Indian-Origin Sikh Woman Becomes First Turbaned SC Judge In CanadaTop Stories

June 24, 2017 12:35
Indian-Origin Sikh Woman Becomes First Turbaned SC Judge In Canada

Palbinder Kaur Shergill, an Indian-origin Sikh woman becomes the first turbaned Supreme Court judge in Canada. Shergill, a Sikh human rights advocate has been appointed as the judge of Supreme Court of British Columbia in the New Westminster.

Minister of Justice and Attorney General of Canada, Jody Wilson-Raybould has announced that the appointment of Shergill on Friday under the new judicial application process has been announced on 20th October last year.

Welcoming the new decision, Mukhbir Singh, President of WSO said that: “The appointment of Justice Shergill is another milestone for the Sikh community in Canada. It is a matter of great pride that today we have the first turbaned Sikh appointed to the judiciary in Canada.”

The appointment of Justice Shergill has been made with the immediate effect as Justice EA Arnold-Bailey retired on 31st May, said the reports.

Shergill has been regarded as the leading human rights advocate, thus she was instrumental in helping to shape the human rights and religious accommodation law in Canada.

Prior to Shergill’s appointment to the court, she practised as a lawyer and mediator with Shergill & Company, Trial Lawyers law firm.

She has extensive trial and appellate experience and has appeared before courts and tribunals across the country, including the Supreme Court of Canada.

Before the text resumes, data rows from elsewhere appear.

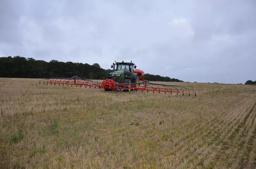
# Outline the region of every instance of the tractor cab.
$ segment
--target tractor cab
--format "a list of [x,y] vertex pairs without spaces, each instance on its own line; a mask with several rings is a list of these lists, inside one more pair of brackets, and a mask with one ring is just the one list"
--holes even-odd
[[123,70],[125,76],[130,76],[133,73],[133,65],[128,64],[117,63],[116,71]]
[[133,83],[138,81],[137,74],[135,73],[134,69],[136,66],[131,60],[131,62],[116,62],[111,65],[113,72],[111,73],[107,79],[113,79],[115,82],[119,83]]

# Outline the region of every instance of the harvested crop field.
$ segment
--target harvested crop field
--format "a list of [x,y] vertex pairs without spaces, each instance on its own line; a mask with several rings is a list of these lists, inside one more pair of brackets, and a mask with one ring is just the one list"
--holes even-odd
[[196,97],[0,79],[0,168],[254,168],[255,85],[170,84]]

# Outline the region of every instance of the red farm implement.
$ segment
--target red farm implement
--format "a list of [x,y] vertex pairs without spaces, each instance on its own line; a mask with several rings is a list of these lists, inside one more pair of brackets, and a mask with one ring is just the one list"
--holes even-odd
[[[115,66],[116,68],[115,68]],[[39,84],[51,85],[66,85],[89,88],[104,89],[105,91],[118,90],[124,91],[131,90],[141,91],[142,92],[152,91],[153,93],[164,92],[165,94],[173,93],[194,95],[196,96],[196,91],[184,86],[153,83],[145,80],[145,74],[143,71],[136,68],[136,66],[131,62],[113,63],[111,68],[113,72],[109,76],[103,79],[103,81],[97,81],[83,79],[77,76],[70,78],[52,78],[40,80]]]

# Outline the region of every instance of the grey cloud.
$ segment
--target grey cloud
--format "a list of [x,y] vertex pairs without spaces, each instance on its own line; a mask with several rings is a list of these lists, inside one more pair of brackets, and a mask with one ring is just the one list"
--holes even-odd
[[146,73],[186,81],[255,77],[254,0],[11,2],[0,2],[4,56],[105,69],[131,60]]

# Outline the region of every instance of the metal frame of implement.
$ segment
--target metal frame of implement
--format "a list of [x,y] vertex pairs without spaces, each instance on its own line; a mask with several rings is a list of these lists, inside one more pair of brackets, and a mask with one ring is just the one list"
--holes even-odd
[[[153,91],[153,93],[158,92],[160,93],[160,92],[164,92],[165,94],[167,93],[176,93],[184,94],[194,95],[196,96],[196,91],[193,89],[188,89],[184,86],[179,85],[169,85],[164,84],[160,84],[151,82],[147,80],[144,80],[139,83],[120,83],[115,82],[112,79],[105,80],[105,78],[102,81],[96,81],[91,80],[83,79],[76,76],[73,76],[70,78],[52,78],[45,79],[40,80],[39,84],[40,84],[43,81],[44,84],[46,83],[46,85],[50,84],[52,85],[59,85],[60,86],[62,85],[75,85],[76,87],[80,86],[81,87],[82,86],[96,87],[99,88],[104,88],[107,90],[112,90],[113,89],[135,90],[136,91],[138,90],[141,90],[142,92],[143,91],[148,92],[149,91]],[[185,91],[184,91],[185,90]],[[191,92],[193,91],[194,93]]]

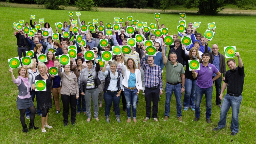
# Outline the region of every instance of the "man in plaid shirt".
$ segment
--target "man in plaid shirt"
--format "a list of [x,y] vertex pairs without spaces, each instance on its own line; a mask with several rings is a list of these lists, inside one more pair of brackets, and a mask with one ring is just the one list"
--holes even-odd
[[145,100],[146,101],[146,118],[143,120],[146,122],[149,120],[151,114],[151,102],[153,102],[152,117],[153,120],[158,121],[157,119],[158,100],[159,94],[163,94],[162,71],[160,67],[154,64],[154,57],[147,57],[148,64],[145,63],[145,57],[147,51],[144,51],[141,59],[141,66],[143,68],[145,75]]

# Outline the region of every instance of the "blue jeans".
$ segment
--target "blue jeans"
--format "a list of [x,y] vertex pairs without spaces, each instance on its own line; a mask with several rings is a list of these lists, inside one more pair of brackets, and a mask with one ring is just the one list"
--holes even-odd
[[[215,77],[212,76],[212,79]],[[221,91],[222,80],[221,76],[213,82],[213,83],[215,83],[215,88],[216,89],[216,99],[215,100],[215,103],[217,105],[221,104],[221,100],[220,99],[220,95]]]
[[205,95],[205,102],[206,104],[206,111],[205,116],[206,118],[210,118],[211,115],[211,99],[212,98],[212,86],[207,88],[202,88],[196,85],[196,117],[199,118],[201,111],[200,105],[202,98],[204,93]]
[[119,96],[116,96],[118,91],[111,92],[107,91],[107,92],[104,93],[103,97],[105,101],[105,116],[109,116],[110,112],[110,108],[112,106],[113,102],[113,106],[115,110],[115,115],[120,115],[120,109],[119,108],[119,103],[121,99],[121,94]]
[[[40,92],[36,92],[34,90],[32,90],[32,94],[31,95],[31,98],[33,102],[34,102],[34,99],[35,99],[35,97],[36,95],[36,113],[37,114],[40,115],[42,114],[43,113],[41,110],[39,108],[39,93]],[[30,111],[27,108],[26,109],[26,116],[30,116],[31,113]]]
[[232,132],[237,133],[239,130],[239,123],[238,122],[238,114],[241,102],[243,99],[242,95],[239,96],[234,96],[226,94],[223,99],[222,106],[220,109],[220,121],[218,123],[218,128],[222,128],[226,126],[227,114],[230,106],[232,109],[232,118],[230,129]]
[[127,118],[131,118],[131,105],[132,106],[132,118],[136,118],[136,110],[137,106],[136,104],[136,101],[138,97],[137,93],[138,90],[130,90],[125,87],[124,90],[124,94],[126,100],[126,109],[127,110]]
[[196,99],[196,80],[191,80],[185,79],[185,94],[183,99],[183,107],[195,108],[195,101]]
[[[82,108],[83,112],[86,112],[86,107],[85,99],[84,97],[82,96],[80,93],[80,91],[79,91],[79,97],[77,99],[77,106],[78,113],[81,113]],[[81,107],[81,99],[82,98],[82,107]]]
[[176,101],[177,116],[181,116],[181,84],[179,83],[174,85],[166,83],[165,85],[165,104],[164,105],[164,115],[169,117],[170,113],[170,103],[172,99],[172,95],[174,92]]

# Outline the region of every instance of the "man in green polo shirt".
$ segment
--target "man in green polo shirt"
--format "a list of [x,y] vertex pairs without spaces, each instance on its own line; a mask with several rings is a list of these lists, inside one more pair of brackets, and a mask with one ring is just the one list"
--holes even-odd
[[[165,42],[162,45],[164,46]],[[165,51],[162,51],[162,57],[164,64],[165,66],[166,85],[165,85],[165,104],[164,119],[167,121],[170,113],[170,103],[173,92],[176,101],[177,116],[179,121],[182,121],[181,118],[182,94],[185,90],[185,71],[182,64],[177,61],[177,55],[174,52],[171,53],[168,56],[170,61],[165,57]],[[180,82],[182,83],[182,86]]]

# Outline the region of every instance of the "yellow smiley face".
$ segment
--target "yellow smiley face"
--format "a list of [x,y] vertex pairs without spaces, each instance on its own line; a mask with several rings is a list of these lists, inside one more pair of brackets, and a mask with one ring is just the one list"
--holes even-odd
[[18,64],[18,62],[17,62],[17,61],[16,61],[16,60],[14,60],[14,61],[13,61],[12,62],[12,65],[15,65],[17,64]]
[[210,32],[208,32],[207,34],[206,34],[206,35],[209,37],[211,37],[211,34]]
[[54,69],[52,69],[51,70],[51,71],[52,73],[55,73],[56,72],[56,70]]
[[152,48],[150,48],[148,49],[148,51],[150,52],[154,52],[154,50]]
[[37,84],[37,86],[39,87],[42,87],[44,86],[44,84],[42,83],[39,83]]
[[192,64],[191,64],[191,65],[193,67],[196,67],[197,66],[197,64],[196,63],[194,62],[192,63]]
[[234,53],[234,51],[232,49],[230,49],[228,50],[228,53],[229,54],[232,54]]
[[86,56],[88,58],[91,57],[92,56],[92,54],[90,53],[88,53],[87,54],[86,54]]
[[62,59],[61,59],[61,60],[63,62],[66,62],[67,60],[68,60],[68,59],[67,59],[66,58],[64,57],[62,58]]
[[108,58],[109,57],[109,54],[108,53],[105,53],[104,55],[104,57],[106,58]]
[[115,51],[116,52],[119,52],[119,51],[120,51],[120,50],[118,48],[116,48],[115,49]]

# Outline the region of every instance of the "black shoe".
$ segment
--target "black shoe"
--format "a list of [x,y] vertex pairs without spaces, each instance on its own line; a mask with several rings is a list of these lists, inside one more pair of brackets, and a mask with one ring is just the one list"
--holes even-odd
[[213,129],[212,130],[214,130],[214,131],[217,131],[220,129],[219,128],[218,128],[218,127],[217,127]]
[[211,120],[209,118],[207,118],[206,119],[206,121],[208,123],[210,123],[211,121]]
[[230,134],[230,136],[235,136],[237,135],[237,133],[236,133],[236,132],[231,132],[231,133]]
[[39,128],[39,127],[36,127],[34,125],[34,123],[29,123],[29,127],[28,127],[28,129],[30,129],[32,128],[34,128],[34,129],[37,129]]
[[27,127],[27,125],[25,125],[25,126],[22,126],[22,127],[23,128],[23,129],[22,129],[22,131],[27,133],[28,132],[28,128]]

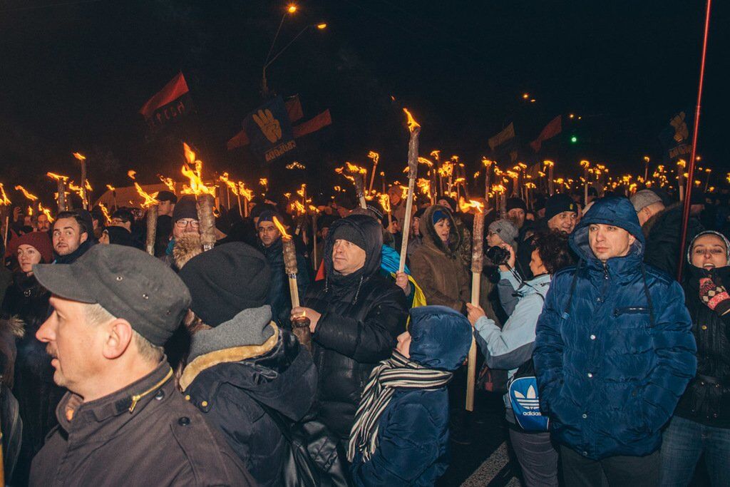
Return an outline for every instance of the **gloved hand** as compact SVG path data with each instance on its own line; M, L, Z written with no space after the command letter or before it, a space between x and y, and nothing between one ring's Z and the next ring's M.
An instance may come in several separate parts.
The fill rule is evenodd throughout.
M721 316L730 311L730 294L723 285L716 284L710 277L699 280L699 299Z

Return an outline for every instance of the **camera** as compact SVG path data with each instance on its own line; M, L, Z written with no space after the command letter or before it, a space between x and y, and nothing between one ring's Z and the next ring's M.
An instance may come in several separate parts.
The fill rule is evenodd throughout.
M510 260L510 250L496 245L488 248L485 255L496 266L505 265Z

Shergill was appointed as the Queen’s Counsel in the year 2012 and is also a recipient of the Queen’s Golden Jubilee Medal for Community Service. She lives in the Surrey with her husband, daughter and twin sons.

She was born in Punjab and later immigrated to Canada with her family, when she was aged four.

She grew up in the Williams Lake, British Columbia, and received her degree in law from the University of Saskatchewan.

Called to the British Columbia Bar in the year 1991, Shergill has held leadership positions both within and outside the legal community. She was involved with the Cabinet of Canadians, the Trial Lawyers Association of British Columbia, and also the Canadian Bar Association.